England ended their dismal World Cup campaign with a low-profile nine-wicket victory against Afghanistan in the rain-sodden Sydney #Cricket Ground.
The match was affected by the poor weather conditions; the Three Lions have won the toss and elected to bowl first. England’s seamers managed to get through Afghanistan’s top order batsmen quickly, under the cloud cover. James Anderson and Stuart Broad had catches held at first slip from the openers Nawroz Mangal and Javed Ahmadi, before Chris Jordan enticed Afsar Zazai to edge to Jos Buttler and Samiullah Shenwari cut a shot to point.
Afghanistan were in trouble with the score 34-4 from 16 overs, but the middle order steadied the ship without scoring big and threatening England’s attack. Shafiquallah was the new man in and he applied himself to score 30 runs. He partnered Nasir Jamal Ahmadzai and Mohammad Nabi, who also gave their best to reach 60, before being caught behind by the wicket-keeper. Afghanistan reached 111-7 from 36.2 overs, before the weather worsened and put a stop on their innings.
The weather meant that England’s total to chase was only 101 from 25 overs, which was an achievable target. Ian Bell’s solid half-century knock of 52 unbeaten meant that England finished the match with 41 ball to spare. It was ironic that in this match the Lions produced some of the qualities that they were missing in their previous matches.

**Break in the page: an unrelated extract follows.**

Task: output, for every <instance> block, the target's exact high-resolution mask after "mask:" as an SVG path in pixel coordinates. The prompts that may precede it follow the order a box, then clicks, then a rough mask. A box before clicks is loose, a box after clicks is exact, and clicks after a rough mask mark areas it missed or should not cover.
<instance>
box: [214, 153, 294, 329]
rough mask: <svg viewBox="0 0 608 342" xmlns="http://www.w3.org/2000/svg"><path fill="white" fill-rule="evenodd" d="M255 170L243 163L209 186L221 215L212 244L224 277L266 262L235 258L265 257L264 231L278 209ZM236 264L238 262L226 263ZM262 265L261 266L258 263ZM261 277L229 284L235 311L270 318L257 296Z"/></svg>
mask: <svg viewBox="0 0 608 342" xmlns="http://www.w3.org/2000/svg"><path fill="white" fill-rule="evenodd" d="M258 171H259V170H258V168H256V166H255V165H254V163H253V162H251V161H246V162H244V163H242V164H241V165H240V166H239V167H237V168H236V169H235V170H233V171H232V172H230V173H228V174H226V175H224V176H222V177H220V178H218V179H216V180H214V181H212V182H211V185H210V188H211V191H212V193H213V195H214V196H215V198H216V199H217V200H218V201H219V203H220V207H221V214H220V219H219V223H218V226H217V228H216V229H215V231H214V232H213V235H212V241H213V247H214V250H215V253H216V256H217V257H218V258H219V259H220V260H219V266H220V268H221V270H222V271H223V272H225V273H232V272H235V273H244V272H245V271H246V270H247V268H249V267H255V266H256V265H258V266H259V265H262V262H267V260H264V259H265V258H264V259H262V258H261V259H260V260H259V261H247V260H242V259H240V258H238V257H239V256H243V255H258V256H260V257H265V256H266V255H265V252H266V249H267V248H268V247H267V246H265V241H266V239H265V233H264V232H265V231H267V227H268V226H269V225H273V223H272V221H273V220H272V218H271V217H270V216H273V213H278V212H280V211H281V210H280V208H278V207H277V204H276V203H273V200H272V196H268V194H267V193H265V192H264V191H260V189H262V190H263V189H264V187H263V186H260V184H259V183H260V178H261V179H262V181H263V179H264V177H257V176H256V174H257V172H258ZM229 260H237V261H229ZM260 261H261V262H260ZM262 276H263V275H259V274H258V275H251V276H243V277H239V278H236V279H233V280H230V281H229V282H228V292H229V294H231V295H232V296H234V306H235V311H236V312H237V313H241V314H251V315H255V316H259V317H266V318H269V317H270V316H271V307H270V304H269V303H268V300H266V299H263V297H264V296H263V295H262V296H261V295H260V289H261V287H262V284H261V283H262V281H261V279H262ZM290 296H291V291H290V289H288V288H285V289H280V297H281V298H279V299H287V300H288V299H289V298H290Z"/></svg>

With this win, England finished in fifth place in Pool A, having only beaten Scotland and Afghanistan in their six group matches at the World Cup. Their two wins meant that they matched their joint-worst performance at a World Cup, the total of two wins was the same as the 1996 World Cup - where they at least reached the quarter-finals. England will need to rethink and review the game going forward.
Afghanistan finished one place and one win behind England in Pool A, in their first World Cup in history. They have learnt from experience and have improved as cricketers; the Afghani fans were obviously pleased and cheered their team all the way.